Goldmine of Goodness

Everyone shares one habit that stuck, piece of advice, or lesson they learned the hard way. Taps the wisdom already in the room and makes people feel valued for their experience.

wisdom sharing learning small-groups practical adult peer-learning

Group Size:

6-40 people

Duration:

10-15 minutes

Difficulty:

Easy

How to Play:

Goldmine of Goodness - How to Play
  1. 1

    Break into groups of 3-4 people

  2. 2

    Pick a prompt and give everyone 2-3 minutes to share one piece of wisdom

  3. 3

    This could be a habit that stuck, advice from a mentor, or a routine that changed their life

  4. 4

    Let people ask follow-up questions and dig deeper into each story

  5. 5

    After 10-15 minutes, your group will have collected real, actionable insights

Goldmine of Goodness

Everyone in your group has learned something worth sharing. This game taps that collective experience by asking people to pull out one habit, piece of advice, or life lesson and share it. The result: everyone walks away smarter.

Sample Prompts

Habits & Routines:

  • What is one habit you have stuck with and how do you maintain it?
  • What small routine has made the biggest difference in your work or life?
  • What daily practice keeps you grounded or focused?

Wisdom & Advice:

  • What is the best thing a mentor ever told you?
  • What lesson took you years to learn but wish you’d known earlier?
  • What advice would you give your younger self?

Practical Tips:

  • What tool or system has dramatically improved your productivity?
  • What book or resource changed how you think about your work?
  • What simple change created unexpected positive results?

Why It Works

Adults come loaded with life experience, but we rarely ask for it. This game flips that. By mining expertise intentionally, you create real peer learning and show people that their experience actually matters.

Perfect For

  • Professional Development: Colleagues learn from each other’s experiences
  • Cross-Functional Teams: Share practices across different roles
  • Leadership Programs: Extract wisdom from experienced leaders
  • Community Building: Create mutual respect and shared learning

Facilitation Tips

Group Size: Stick with 3-4 people. It’s the sweet spot where everyone gets air time without the conversation stalling.
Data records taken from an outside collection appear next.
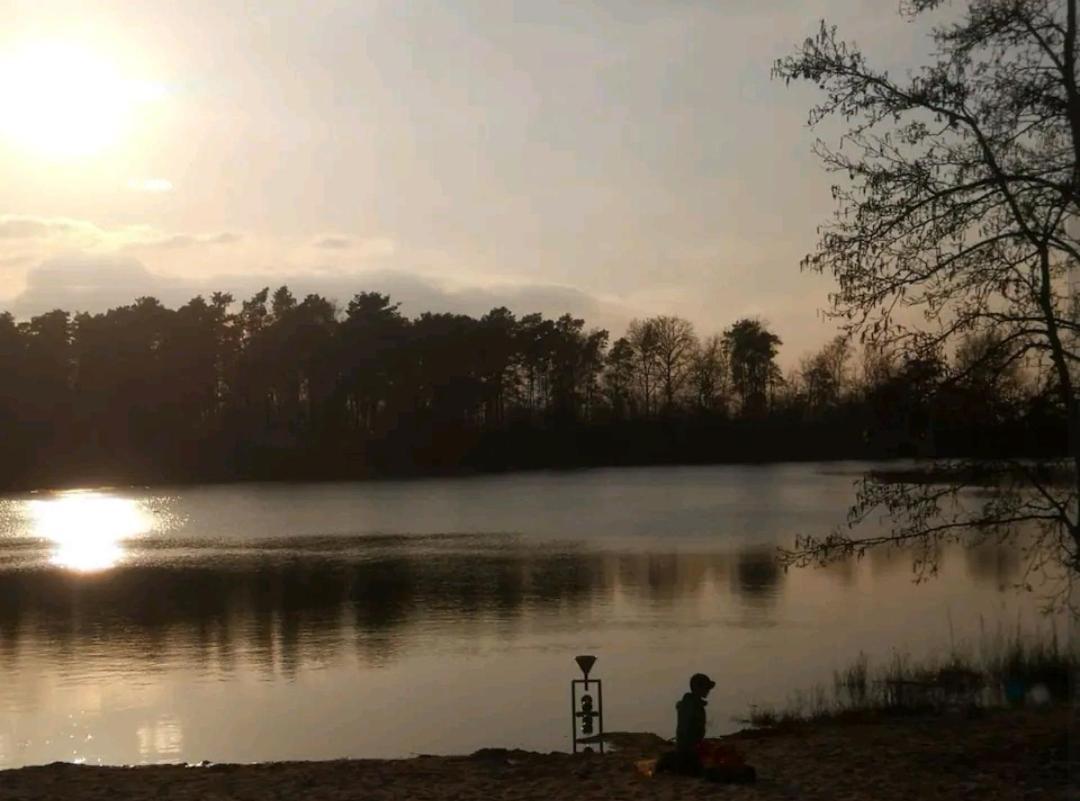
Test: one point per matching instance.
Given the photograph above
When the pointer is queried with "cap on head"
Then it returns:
(700, 682)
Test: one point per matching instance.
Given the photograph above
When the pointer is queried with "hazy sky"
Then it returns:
(610, 158)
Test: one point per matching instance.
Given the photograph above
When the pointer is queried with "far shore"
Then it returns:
(1002, 754)
(906, 470)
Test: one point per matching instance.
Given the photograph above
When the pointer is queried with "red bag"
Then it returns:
(715, 754)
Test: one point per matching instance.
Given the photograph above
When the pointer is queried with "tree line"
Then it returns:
(273, 387)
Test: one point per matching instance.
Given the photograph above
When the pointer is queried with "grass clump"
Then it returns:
(1007, 670)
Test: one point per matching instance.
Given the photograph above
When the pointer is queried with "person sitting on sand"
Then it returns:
(690, 723)
(694, 756)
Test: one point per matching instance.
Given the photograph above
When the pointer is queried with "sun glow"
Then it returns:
(64, 102)
(88, 529)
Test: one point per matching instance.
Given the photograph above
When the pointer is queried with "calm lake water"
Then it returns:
(268, 622)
Prompt Selection: Match your prompt to your crowd. Career-focused prompts for work contexts, life-focused ones for community settings.
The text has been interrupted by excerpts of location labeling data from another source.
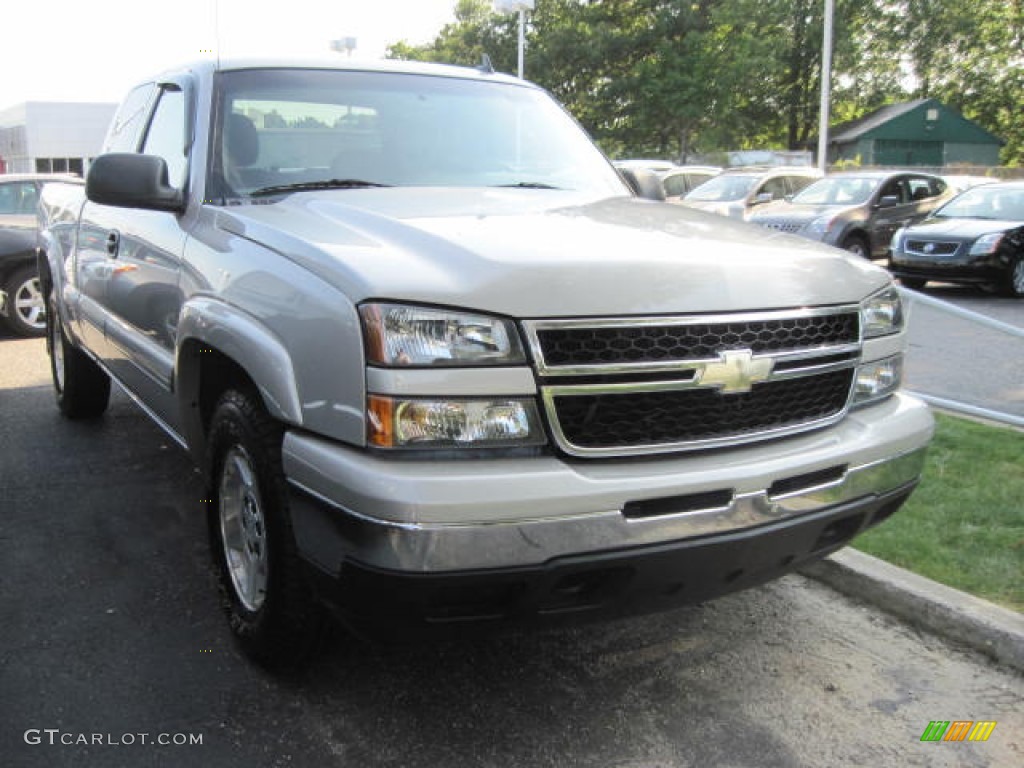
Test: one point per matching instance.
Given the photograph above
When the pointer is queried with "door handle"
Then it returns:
(113, 243)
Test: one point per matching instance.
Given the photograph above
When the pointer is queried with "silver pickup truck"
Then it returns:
(439, 365)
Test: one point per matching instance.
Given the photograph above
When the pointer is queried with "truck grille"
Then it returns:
(630, 386)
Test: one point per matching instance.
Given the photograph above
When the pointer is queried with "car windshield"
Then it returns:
(342, 129)
(989, 202)
(845, 190)
(723, 188)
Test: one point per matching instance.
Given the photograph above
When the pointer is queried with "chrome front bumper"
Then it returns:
(457, 515)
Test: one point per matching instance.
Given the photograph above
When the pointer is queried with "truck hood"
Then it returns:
(798, 214)
(534, 253)
(961, 228)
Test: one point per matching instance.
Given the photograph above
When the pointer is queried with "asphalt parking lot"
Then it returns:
(112, 630)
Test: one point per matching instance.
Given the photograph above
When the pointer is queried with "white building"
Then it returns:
(52, 136)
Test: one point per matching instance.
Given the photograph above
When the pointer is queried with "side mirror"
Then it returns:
(129, 180)
(643, 183)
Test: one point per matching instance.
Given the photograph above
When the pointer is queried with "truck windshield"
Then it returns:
(288, 129)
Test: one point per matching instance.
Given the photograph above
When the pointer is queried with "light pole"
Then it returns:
(507, 6)
(825, 88)
(346, 44)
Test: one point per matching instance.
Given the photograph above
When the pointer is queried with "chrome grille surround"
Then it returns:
(725, 372)
(932, 248)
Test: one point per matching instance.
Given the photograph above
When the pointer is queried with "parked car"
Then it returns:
(857, 210)
(442, 368)
(18, 197)
(683, 179)
(977, 238)
(734, 193)
(26, 314)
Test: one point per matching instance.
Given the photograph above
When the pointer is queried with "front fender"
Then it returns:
(213, 325)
Capture Insights: Have each group jot down their best takeaway on a flip chart or shared doc. It signals that this stuff matters.

Reinforce It Later: Circle back to the shared wisdom later in your session. It reminds people that this wasn’t just a nice activity—their peers actually taught them something.

Best For:

Professional development, peer learning, knowledge sharing sessions, mentorship programs

Pro Tips

  • Go first with a personal example. This sets the tone and signals how deep people can go

  • Push for specificity. 'I wake up at 5am' beats 'you should be disciplined' every time

  • Create space for questions. Follow-ups often lead to the most valuable insights

  • Have each group share their single best takeaway with everyone at the end

Variations

  • Book Recommendations: Share books that changed your perspective and why

  • Career Advice: Best professional lesson learned from experience

  • Life Hacks: Practical tips that make daily life easier or more efficient

FAQ

What if people don't think they have wisdom to share?
Model it first with a personal example. This shows everyone has valuable experience worth sharing.
How do I encourage specificity instead of generic advice?
Ask follow-up questions like 'Can you give an example?' or 'What does that look like in practice?'
Should we capture the insights shared?
Yes, have each group write down their best takeaway on a flip chart or shared doc to reinforce its value.